Review jurisdiction not discharged by merely identifying inconsistencies?

Federal Court. Can it be said that "it will almost invariably be the case that there will be differences between the accounts given by a visa applicant" and that the Immigration Assessment Authority's jurisdiction to "review" a decision "is not properly discharged by merely identifying differences between some of the accounts given and labelling those differences “inconsistencies”"?

Some of the questions to the Federal Court (FCA) were as follows:

Question 1: Can it be said that "it will almost invariably be the case that there will be differences between the accounts given by a visa applicant" and that the Immigration Assessment Authority's jurisdiction to "review" a decision "is not properly discharged by merely identifying differences between some of the accounts given and labelling those differences “inconsistencies”"?

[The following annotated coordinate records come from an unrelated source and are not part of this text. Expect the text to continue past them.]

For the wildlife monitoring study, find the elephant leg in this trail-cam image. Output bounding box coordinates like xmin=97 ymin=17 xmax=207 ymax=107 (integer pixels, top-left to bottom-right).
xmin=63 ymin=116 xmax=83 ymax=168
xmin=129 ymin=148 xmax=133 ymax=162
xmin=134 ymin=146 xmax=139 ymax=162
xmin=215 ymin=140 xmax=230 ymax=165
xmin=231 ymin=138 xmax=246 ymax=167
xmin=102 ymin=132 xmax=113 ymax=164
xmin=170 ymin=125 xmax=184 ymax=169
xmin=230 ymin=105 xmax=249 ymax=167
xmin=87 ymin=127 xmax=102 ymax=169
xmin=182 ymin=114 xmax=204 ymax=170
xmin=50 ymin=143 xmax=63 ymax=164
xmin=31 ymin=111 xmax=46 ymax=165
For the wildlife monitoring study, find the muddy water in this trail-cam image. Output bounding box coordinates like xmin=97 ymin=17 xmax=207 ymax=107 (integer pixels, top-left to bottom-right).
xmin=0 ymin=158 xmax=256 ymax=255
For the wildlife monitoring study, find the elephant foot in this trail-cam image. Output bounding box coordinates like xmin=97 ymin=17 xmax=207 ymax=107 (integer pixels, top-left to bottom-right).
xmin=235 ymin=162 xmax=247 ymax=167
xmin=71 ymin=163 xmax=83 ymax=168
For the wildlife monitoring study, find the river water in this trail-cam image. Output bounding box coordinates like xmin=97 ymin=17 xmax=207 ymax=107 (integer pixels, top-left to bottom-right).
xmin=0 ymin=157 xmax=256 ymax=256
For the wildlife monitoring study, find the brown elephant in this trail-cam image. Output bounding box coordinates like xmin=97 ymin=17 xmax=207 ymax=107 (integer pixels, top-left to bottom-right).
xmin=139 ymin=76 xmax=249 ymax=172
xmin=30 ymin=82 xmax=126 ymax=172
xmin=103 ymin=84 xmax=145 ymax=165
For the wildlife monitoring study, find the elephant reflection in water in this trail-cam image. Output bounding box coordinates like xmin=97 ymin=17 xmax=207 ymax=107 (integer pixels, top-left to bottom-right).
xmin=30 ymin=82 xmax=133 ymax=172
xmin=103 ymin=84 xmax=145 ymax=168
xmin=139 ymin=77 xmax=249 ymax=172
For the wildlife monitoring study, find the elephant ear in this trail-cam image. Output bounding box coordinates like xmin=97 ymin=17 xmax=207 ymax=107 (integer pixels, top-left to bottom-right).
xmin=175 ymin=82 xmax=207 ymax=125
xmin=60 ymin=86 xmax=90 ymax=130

Question 2: If a respondent to judicial review proceedings does not apparently put the materiality of an error in issue, is the court determining the judicial review application and the judicial review applicant justified in not expressly addressing it?

Question 3: Can it be said that "an emphatic disbelief on one issue can, consciously or subconsciously, affect the consideration of, or weight given to, other evidence of the person who is disbelieved"?

Question 4: Is it "sufficient to conclude for the purposes of materiality that a different decision is unlikely"?